Old-school theory is a new force

Thomas Bayes, one of the leading mathematical lights in computing today, differs from most of his colleagues: He's been dead for 241 years.

9 min read
Old School
18th-century theory is new force in computing

By Michael Kanellos
Staff Writer, CNET News.com
February 18, 2003, 4:00 AM PT

Thomas Bayes, one of the leading mathematical lights in computing today, differs from most of his colleagues: He has argued that the existence of God can be derived from equations. His most important paper was published by someone else. And he's been dead for 241 years.

Yet the 18th-century clergyman's theories on probability have become a major part of the mathematical foundations of application development.

Search giant Google and Autonomy, a company that sells information retrieval tools, both employ Bayesian principles to provide likely (but technically never exact) results to data searches. Researchers are also using Bayesian models to determine correlations between specific symptoms and diseases, create personal robots, and develop artificially intelligent devices that "think" by doing what data and experience tell them to do.

Despite the esoteric symbols, the idea--roughly speaking--is simple: The likelihood that something will happen can be plausibly estimated by how often it occurred in the past. Researchers are applying the idea to everything from gene studies to filtering e-mail.

A detailed mathematical rundown can be found on the University of Minnesota's Web site. And a Bayes Rule Applet on Gametheory.net lets you answer questions such as "How worried should you be if you test positive for some disease?"
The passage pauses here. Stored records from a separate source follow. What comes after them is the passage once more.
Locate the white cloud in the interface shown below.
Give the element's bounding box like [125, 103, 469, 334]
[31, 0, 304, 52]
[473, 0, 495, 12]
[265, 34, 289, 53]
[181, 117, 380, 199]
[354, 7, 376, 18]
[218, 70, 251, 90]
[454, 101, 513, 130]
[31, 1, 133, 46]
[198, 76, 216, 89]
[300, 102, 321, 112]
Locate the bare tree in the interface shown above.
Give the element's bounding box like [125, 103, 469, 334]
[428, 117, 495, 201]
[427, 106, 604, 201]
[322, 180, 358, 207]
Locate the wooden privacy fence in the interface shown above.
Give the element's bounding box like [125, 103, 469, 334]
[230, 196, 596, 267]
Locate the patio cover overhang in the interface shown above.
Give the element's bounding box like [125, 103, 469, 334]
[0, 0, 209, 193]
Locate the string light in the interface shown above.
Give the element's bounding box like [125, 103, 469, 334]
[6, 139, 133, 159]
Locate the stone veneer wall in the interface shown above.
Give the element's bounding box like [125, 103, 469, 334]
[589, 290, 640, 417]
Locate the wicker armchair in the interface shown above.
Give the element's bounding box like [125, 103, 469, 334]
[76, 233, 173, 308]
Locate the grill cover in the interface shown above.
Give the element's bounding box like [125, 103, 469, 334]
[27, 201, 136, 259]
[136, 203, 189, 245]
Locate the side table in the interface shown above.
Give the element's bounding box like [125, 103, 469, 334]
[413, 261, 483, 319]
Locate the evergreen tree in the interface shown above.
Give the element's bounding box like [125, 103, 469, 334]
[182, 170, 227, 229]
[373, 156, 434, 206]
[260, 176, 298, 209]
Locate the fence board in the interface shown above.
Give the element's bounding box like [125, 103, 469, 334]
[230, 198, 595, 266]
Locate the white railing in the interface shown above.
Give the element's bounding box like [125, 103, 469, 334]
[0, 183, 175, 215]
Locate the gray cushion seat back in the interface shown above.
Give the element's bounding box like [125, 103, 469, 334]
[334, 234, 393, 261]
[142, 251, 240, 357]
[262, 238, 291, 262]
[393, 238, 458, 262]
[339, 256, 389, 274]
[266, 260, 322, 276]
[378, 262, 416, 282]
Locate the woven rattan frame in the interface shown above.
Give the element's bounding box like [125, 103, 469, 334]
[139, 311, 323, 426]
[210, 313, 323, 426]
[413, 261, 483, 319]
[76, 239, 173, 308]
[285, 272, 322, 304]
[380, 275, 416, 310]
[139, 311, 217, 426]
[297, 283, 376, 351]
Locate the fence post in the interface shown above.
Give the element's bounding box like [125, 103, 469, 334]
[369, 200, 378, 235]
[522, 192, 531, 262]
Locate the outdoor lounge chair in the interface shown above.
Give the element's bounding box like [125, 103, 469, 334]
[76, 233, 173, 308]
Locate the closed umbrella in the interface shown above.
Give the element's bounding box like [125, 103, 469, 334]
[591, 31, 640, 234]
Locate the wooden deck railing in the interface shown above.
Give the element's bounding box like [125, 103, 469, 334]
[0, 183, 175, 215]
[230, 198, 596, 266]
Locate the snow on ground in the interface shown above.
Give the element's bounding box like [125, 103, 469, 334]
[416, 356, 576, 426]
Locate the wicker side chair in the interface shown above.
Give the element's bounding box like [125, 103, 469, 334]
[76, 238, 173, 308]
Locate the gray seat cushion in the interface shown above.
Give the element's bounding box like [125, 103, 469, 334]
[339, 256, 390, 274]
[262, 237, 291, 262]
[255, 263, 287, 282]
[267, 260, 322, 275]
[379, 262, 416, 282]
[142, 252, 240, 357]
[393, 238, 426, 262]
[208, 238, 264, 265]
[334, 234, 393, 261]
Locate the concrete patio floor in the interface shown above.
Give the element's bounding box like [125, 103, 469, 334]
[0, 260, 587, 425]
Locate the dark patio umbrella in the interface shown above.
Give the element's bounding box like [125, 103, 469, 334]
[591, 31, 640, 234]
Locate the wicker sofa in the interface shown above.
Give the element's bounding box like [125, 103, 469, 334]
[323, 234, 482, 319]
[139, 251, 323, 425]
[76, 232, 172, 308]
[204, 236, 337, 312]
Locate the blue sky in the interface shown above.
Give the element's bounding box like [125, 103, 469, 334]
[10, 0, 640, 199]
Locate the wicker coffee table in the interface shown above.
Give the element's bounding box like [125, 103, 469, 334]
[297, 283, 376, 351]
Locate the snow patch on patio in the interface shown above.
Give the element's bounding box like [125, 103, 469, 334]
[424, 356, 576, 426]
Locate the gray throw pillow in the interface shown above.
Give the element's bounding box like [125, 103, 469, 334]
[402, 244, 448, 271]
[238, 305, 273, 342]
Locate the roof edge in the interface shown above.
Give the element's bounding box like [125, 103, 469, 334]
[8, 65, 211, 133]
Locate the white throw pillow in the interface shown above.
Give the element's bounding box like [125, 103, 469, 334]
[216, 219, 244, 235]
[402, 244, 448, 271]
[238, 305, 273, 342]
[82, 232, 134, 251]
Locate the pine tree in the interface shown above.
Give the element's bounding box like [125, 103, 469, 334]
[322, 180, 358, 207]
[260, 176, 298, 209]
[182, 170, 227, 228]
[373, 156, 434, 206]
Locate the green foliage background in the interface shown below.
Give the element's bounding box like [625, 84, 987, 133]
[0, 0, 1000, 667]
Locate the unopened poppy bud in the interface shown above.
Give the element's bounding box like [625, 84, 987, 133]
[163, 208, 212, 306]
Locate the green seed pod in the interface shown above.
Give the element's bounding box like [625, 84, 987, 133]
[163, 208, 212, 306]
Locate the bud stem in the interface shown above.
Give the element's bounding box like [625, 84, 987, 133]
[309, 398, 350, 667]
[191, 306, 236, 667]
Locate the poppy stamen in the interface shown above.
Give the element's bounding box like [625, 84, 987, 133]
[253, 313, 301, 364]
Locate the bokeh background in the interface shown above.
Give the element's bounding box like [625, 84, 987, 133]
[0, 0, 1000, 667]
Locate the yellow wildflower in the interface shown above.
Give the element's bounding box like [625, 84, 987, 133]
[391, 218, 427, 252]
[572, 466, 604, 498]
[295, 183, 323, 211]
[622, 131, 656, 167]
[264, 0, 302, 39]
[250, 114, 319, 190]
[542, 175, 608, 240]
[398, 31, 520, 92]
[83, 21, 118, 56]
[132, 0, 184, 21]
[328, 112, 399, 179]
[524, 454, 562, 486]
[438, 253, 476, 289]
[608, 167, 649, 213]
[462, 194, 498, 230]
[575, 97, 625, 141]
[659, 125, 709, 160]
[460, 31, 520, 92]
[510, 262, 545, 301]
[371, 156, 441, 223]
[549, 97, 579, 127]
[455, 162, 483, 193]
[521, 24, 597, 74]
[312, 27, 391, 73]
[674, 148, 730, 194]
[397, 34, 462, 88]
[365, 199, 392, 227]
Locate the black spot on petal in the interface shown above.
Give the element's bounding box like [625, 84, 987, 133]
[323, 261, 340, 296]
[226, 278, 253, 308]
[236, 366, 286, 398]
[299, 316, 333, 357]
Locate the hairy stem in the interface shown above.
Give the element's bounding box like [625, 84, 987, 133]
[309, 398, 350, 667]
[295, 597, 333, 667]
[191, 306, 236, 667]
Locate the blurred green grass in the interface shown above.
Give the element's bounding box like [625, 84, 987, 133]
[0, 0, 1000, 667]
One of the more vocal Bayesian advocates is Microsoft. The company is employing ideas based on probability--or "probabilistic" principles--in its Notification Platform. The technology will be embedded in future Microsoft software and is intended to let computers and cell phones automatically filter messages, schedule meetings without their owners' help and derive strategies for getting in touch with other people.
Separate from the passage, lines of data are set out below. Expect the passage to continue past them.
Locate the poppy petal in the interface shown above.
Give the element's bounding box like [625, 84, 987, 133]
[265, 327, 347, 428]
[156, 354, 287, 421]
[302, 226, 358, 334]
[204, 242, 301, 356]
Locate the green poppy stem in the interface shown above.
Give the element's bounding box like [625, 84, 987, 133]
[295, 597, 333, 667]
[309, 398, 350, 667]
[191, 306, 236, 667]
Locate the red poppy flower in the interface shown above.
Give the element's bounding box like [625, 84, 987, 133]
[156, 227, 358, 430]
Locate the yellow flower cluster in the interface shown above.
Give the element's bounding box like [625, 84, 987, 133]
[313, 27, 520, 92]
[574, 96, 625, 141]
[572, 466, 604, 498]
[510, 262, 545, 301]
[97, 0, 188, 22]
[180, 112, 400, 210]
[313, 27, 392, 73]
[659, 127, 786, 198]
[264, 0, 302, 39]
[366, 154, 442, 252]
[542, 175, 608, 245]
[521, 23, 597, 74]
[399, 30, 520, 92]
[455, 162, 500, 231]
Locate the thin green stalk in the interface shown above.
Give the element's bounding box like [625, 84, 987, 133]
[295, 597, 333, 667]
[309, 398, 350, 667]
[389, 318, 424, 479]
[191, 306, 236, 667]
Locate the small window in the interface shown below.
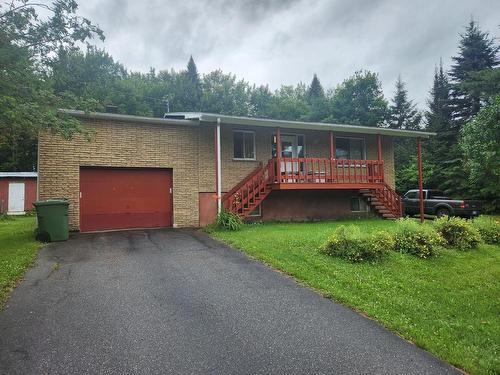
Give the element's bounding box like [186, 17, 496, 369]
[233, 130, 255, 160]
[351, 197, 368, 212]
[405, 191, 420, 199]
[248, 205, 262, 217]
[335, 138, 366, 160]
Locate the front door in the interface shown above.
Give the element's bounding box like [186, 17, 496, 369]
[8, 182, 24, 215]
[281, 134, 299, 174]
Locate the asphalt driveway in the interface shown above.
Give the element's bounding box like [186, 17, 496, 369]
[0, 230, 458, 374]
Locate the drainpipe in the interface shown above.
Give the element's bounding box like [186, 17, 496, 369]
[215, 117, 222, 213]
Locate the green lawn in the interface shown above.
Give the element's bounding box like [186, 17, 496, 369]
[0, 216, 42, 310]
[211, 219, 500, 374]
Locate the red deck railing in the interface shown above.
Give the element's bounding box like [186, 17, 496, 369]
[268, 158, 384, 184]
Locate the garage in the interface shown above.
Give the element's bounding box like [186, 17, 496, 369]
[80, 168, 173, 232]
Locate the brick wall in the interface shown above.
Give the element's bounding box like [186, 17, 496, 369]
[38, 120, 199, 230]
[39, 120, 394, 230]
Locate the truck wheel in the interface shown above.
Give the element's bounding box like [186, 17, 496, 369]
[436, 207, 450, 217]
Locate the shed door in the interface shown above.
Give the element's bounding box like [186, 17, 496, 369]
[8, 182, 24, 214]
[80, 168, 172, 231]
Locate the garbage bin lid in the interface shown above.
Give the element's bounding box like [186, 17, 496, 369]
[33, 199, 69, 207]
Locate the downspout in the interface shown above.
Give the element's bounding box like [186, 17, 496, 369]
[215, 117, 222, 213]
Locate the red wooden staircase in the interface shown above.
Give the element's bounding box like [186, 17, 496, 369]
[222, 159, 402, 219]
[222, 163, 272, 218]
[359, 182, 403, 220]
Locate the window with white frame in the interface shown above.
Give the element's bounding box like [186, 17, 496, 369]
[233, 130, 255, 160]
[335, 137, 366, 160]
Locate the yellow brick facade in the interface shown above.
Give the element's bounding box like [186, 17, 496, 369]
[38, 119, 394, 230]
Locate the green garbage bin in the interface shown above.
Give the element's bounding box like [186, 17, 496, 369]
[33, 199, 69, 242]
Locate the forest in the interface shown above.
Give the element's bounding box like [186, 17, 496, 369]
[0, 0, 500, 211]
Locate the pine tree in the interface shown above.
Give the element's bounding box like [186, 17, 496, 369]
[307, 74, 325, 103]
[450, 21, 500, 122]
[389, 76, 422, 130]
[424, 61, 456, 190]
[303, 74, 328, 121]
[388, 76, 422, 189]
[179, 56, 203, 111]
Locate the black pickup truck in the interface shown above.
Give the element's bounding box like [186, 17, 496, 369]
[403, 189, 482, 217]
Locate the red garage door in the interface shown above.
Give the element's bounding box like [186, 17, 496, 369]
[80, 168, 172, 232]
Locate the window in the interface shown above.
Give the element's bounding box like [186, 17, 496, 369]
[351, 197, 368, 212]
[405, 191, 420, 199]
[248, 205, 262, 217]
[335, 137, 366, 160]
[233, 130, 255, 160]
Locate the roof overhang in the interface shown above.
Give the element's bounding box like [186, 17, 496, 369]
[0, 172, 38, 178]
[59, 109, 200, 126]
[167, 112, 436, 138]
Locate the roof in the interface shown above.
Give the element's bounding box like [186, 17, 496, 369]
[61, 109, 436, 138]
[0, 172, 38, 178]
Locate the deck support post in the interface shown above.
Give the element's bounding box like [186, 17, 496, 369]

If successful, the technology will give rise to "context servers"--electronic butlers that will interpret people's daily habits and organize their lives under constantly shifting circumstances.
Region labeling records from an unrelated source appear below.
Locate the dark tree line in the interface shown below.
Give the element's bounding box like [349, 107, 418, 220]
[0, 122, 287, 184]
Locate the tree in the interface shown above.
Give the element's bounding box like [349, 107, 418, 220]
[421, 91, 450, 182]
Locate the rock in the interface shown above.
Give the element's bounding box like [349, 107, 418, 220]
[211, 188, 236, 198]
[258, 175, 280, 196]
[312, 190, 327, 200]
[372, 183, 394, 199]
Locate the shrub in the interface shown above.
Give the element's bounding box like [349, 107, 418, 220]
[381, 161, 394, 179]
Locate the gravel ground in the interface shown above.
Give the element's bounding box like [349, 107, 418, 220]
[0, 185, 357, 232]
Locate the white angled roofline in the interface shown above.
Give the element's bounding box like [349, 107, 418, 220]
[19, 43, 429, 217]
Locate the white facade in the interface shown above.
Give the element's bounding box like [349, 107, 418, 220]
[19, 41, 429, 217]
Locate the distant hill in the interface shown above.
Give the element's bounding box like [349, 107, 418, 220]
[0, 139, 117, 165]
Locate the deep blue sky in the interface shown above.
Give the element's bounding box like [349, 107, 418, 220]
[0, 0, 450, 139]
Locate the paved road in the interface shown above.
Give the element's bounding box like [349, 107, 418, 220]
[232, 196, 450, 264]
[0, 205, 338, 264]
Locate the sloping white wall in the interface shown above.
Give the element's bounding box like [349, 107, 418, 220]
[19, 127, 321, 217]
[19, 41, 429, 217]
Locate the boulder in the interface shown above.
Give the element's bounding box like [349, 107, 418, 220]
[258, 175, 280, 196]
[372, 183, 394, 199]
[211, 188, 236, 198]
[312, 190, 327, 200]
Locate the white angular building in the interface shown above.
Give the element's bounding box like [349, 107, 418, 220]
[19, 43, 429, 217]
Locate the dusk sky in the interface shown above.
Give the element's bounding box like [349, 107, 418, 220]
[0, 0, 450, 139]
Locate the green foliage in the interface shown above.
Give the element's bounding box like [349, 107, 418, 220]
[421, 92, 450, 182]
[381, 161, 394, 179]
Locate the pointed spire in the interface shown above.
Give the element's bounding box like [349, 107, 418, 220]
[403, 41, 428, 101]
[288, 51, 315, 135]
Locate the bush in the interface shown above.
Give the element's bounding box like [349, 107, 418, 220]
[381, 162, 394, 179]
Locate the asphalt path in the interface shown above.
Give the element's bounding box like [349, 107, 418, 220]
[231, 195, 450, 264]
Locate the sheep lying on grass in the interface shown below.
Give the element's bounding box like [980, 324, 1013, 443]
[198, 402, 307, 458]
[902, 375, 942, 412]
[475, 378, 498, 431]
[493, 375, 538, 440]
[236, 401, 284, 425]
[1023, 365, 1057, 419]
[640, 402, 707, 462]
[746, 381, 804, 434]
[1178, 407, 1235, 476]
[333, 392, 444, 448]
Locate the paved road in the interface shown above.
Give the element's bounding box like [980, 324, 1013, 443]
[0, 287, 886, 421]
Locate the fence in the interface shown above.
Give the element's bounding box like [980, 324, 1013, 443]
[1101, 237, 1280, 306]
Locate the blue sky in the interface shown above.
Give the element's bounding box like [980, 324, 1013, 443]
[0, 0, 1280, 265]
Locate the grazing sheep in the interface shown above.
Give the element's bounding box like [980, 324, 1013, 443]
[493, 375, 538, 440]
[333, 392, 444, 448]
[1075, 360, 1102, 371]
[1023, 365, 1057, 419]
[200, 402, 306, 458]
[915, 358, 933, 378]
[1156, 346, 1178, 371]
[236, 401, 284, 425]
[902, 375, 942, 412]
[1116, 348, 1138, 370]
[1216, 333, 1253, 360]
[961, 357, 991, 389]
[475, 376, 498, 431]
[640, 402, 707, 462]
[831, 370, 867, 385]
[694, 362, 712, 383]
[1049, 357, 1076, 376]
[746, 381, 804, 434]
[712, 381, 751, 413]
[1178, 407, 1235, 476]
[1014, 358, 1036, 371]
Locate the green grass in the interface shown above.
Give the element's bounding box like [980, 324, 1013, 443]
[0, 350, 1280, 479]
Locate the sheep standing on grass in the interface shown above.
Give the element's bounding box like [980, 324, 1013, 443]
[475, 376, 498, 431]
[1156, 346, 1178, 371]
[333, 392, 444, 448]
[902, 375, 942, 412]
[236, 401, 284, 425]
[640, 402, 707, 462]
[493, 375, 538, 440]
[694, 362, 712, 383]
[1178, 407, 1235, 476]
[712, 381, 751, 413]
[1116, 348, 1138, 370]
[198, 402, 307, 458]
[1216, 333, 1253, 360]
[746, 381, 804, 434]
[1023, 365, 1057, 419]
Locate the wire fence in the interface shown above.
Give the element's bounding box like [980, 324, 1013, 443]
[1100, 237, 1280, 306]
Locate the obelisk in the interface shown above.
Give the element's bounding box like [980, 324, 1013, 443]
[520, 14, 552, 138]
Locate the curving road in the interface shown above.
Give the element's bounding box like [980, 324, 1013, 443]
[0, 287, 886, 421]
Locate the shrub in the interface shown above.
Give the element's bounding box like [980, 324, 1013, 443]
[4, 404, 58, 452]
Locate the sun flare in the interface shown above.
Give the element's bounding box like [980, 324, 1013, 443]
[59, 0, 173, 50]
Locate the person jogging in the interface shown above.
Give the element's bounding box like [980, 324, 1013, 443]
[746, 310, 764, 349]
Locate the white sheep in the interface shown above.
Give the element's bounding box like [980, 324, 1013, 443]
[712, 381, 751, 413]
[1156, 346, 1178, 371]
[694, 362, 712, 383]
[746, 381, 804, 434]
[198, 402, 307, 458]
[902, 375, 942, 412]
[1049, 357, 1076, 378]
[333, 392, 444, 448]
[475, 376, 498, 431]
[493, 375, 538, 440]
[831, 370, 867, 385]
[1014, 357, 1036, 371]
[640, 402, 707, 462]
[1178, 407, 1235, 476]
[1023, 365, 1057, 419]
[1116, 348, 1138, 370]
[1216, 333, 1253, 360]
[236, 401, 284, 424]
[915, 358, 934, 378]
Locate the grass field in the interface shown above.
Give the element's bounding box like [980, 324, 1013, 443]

"Bayesian research is used to make the best gambles on where I should flow with computation and bandwidth," said Eric Horvitz, senior researcher and group manager of the Adaptive Systems & Interaction Group at Microsoft Research. "I personally believe that probability is at the foundation of any intelligence in an uncertain world where you can't know everything."

Toward the end of the year, Intel will also come out with a toolkit for constructing Bayesian applications. One experiment deals with cameras that can warn doctors that patients may soon suffer strokes. The company will discuss these developments later this week at its Developer Forum.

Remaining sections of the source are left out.